Functions and Modules

Runhouse makes Python functions and modules portable. Runhouse functions and modules are wrappers around Python code for functions and classes, that can live on remote compute and be run remotely. Once constructed, they can be called natively in Python from your local environment, and they come with a suite of built-in, ready-to-use features like logging, streaming, and mapping.

Setup

We first construct a Runhouse Cluster resource, which is the compute to which we will be sending and running our remote Python code on.

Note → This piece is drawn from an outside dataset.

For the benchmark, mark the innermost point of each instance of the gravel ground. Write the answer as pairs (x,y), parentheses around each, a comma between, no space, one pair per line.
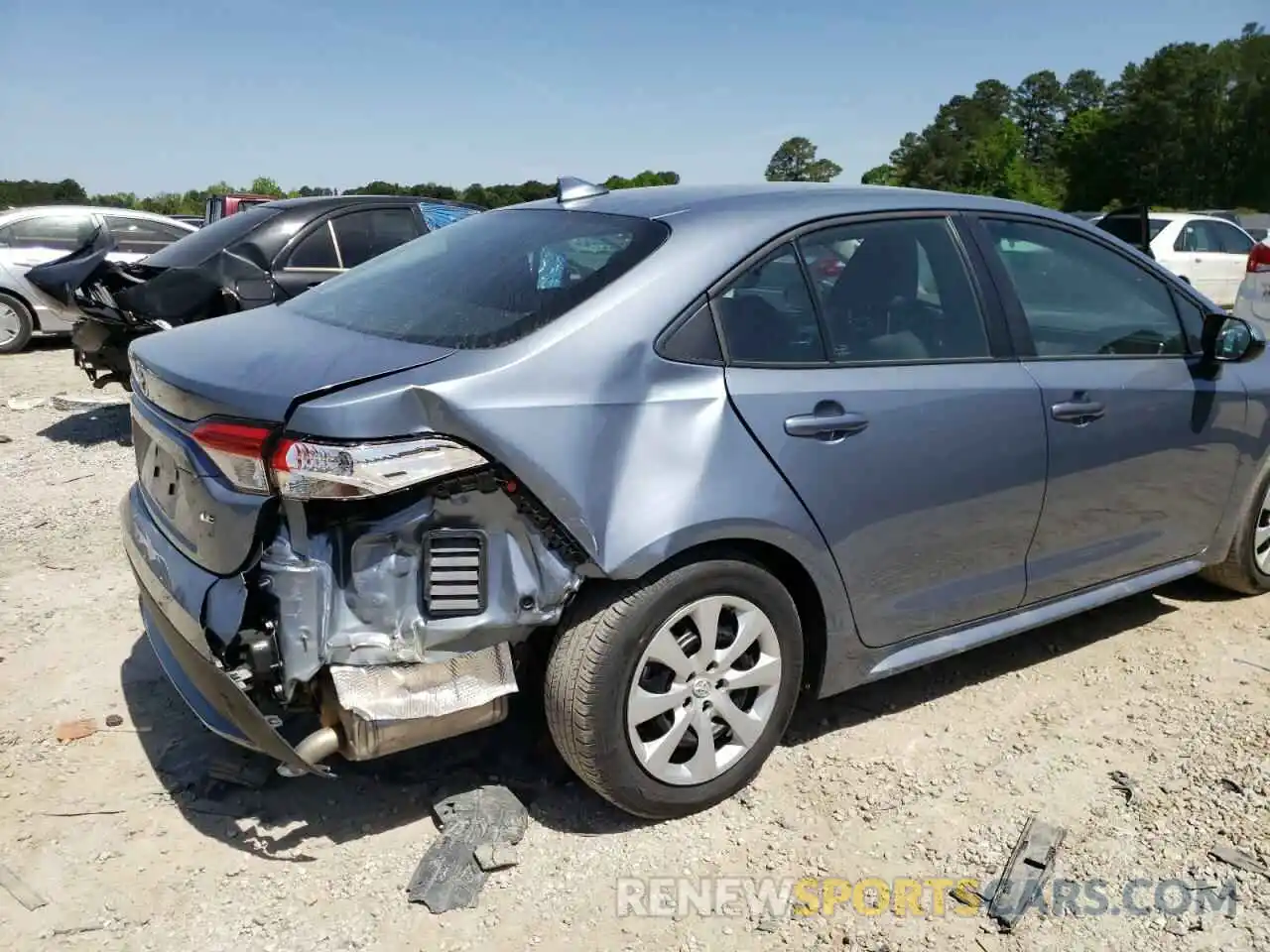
(929,774)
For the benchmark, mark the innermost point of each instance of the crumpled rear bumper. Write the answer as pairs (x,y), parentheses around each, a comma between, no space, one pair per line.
(172,589)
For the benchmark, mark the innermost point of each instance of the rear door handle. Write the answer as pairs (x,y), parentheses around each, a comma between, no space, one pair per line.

You can read more in the Cluster tutorial.

import runhouse as rh

cluster = rh.cluster(
    name="rh-cluster",
    instance_type="CPU:2+",
    provider="aws",
)
cluster.up_if_not()

Runhouse Functions

A Runhouse Function wraps a function, and can be send to remote hardware to be run as a subroutine or service.

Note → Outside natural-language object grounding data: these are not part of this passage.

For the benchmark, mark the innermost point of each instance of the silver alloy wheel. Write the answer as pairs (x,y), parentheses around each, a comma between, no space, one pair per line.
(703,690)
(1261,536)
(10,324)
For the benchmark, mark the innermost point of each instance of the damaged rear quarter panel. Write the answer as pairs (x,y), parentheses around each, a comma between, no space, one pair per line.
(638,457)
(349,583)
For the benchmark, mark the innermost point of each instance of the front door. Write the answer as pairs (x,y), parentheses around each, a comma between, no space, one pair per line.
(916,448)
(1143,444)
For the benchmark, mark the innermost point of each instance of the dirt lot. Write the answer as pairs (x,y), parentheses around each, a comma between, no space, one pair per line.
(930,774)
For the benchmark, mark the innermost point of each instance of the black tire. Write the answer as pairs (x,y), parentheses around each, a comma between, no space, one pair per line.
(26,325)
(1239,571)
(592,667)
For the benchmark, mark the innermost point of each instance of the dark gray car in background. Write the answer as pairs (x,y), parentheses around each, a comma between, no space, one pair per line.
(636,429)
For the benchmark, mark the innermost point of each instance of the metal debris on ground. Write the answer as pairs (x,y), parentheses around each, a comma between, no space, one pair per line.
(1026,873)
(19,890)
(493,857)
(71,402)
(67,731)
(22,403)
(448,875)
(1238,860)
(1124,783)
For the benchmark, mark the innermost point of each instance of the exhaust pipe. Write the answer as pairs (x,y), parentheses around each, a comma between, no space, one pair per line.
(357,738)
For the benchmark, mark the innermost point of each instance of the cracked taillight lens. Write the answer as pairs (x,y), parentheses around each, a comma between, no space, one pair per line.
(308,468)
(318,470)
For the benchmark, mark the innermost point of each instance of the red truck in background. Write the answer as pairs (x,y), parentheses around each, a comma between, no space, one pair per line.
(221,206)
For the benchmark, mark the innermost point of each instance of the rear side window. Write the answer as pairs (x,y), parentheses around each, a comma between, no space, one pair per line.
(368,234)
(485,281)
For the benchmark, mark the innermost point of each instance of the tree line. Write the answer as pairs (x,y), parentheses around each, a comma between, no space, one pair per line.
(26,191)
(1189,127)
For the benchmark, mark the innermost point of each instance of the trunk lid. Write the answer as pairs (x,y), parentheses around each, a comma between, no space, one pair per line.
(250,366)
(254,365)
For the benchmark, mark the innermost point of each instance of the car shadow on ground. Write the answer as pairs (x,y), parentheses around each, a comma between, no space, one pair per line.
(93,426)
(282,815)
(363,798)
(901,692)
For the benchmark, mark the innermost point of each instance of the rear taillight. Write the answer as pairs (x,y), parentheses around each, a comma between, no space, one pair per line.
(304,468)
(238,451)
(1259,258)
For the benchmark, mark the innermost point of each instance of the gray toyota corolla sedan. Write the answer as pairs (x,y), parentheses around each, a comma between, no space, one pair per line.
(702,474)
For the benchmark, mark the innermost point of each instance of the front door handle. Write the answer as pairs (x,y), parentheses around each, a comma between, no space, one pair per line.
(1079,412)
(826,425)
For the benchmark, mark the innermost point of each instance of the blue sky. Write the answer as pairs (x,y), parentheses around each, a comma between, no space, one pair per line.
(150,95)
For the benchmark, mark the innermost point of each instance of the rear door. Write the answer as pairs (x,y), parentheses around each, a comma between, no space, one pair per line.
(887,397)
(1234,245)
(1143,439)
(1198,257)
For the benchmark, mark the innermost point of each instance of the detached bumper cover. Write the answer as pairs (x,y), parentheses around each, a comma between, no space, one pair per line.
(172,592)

Let’s start by defining a Python function locally. This function uses the numpy package to return the sum of the two input arguments.

def np_sum(a, b):
    import numpy as np
    return np.sum([a, b])

We set up the function on the cluster by

wrapping it with rh.function(np_env)
sending it .to(cluster)

When this is called, the underlying code is synced over and dependencies are set up.

remote_np_sum = rh.function(np_sum).to(cluster)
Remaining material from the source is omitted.